New tools are emerging daily. There are now tools that track our personal environments. We can measure the quality of the air in our rooms and the contaminants in our water. Tools like Digital Mirror use linguistic context tools to analyze our email and present us with data about how we communicate. We can track our attention by logging our productivity and measuring our attention spans.

If you want to make lasting life changes, replace the vagaries of intuition with facts gathered and driven by the accumulation of data.

Here is a sampling of some sites to get you started! As you can see, there truly is something for everyone.

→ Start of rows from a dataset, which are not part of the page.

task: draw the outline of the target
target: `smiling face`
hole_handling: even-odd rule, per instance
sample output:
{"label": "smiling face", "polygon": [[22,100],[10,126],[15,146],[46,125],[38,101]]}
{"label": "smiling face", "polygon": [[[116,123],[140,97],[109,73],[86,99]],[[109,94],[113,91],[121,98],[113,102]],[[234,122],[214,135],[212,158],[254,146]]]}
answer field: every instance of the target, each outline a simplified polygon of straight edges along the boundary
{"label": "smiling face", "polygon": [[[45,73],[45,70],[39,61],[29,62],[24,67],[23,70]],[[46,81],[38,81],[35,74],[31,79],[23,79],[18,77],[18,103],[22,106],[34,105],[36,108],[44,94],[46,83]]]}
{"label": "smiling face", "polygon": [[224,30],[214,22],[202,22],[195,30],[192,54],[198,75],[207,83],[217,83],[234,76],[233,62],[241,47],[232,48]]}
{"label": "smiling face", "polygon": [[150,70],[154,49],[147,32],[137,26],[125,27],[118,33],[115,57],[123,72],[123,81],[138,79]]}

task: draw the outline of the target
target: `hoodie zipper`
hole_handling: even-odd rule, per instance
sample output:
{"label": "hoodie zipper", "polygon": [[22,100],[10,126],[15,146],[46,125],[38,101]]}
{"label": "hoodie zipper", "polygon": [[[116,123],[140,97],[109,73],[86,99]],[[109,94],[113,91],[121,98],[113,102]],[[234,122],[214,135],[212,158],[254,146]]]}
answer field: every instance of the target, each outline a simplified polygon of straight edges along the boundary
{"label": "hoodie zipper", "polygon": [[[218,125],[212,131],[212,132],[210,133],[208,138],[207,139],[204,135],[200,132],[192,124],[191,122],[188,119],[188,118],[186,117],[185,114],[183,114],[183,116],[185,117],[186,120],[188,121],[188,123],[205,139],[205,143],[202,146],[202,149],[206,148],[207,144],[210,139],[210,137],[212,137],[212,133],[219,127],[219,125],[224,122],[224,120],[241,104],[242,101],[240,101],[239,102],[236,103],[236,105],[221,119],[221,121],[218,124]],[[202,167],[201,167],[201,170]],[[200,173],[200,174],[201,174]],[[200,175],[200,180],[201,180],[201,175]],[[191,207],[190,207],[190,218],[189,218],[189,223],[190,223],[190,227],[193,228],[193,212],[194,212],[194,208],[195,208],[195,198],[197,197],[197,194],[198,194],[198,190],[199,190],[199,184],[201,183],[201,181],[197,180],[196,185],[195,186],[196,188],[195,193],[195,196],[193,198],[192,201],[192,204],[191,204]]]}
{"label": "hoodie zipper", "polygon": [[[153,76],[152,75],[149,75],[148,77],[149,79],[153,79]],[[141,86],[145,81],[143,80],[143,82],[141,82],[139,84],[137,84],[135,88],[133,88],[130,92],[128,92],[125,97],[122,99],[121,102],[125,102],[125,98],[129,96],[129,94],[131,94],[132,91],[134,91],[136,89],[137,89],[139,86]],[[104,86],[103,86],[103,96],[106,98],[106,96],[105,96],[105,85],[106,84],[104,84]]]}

  • The Quantified Self is an excellent place to learn about tracking tools and devices, and to share experiences with hundreds of people who are attempting to change behaviors.
  • MedHelp.com is one of the largest internet forums for health information. Each month, more than 30,000 new personal tracking programs are started.
  • Livestrong.com has tools to improve health and fitness, and to quit smoking.
  • Fitbit is a neat little tool that you wear during the day to track your exercise, steps and calories burned, and at night to track your sleep. Zeo has a tracker in a small headband that picks up electrical signals from the brain, and then compiles that data into a detailed record of light sleep, deep sleep and REM sleep. Both FitBit and Zeo use Bluetooth technology to transfer your data from device to computer to be parsed and analyzed.
  • Rypple is an online platform for the office that allows users to set up private projects and goals, and to give and receive feedback.
  • GreenGoose uses wireless sensors and game mechanics to encourage a host of behaviors like brushing your teeth, riding your bike and walking your dog. Users get points as rewards for everyday actions and bonus points for consistency.

Remember, these sites and tools aren’t clinical trials. The goal isn’t to figure out something about humanity in general, but to discover something about yourself that you can use in a positive way to create changes in behavior!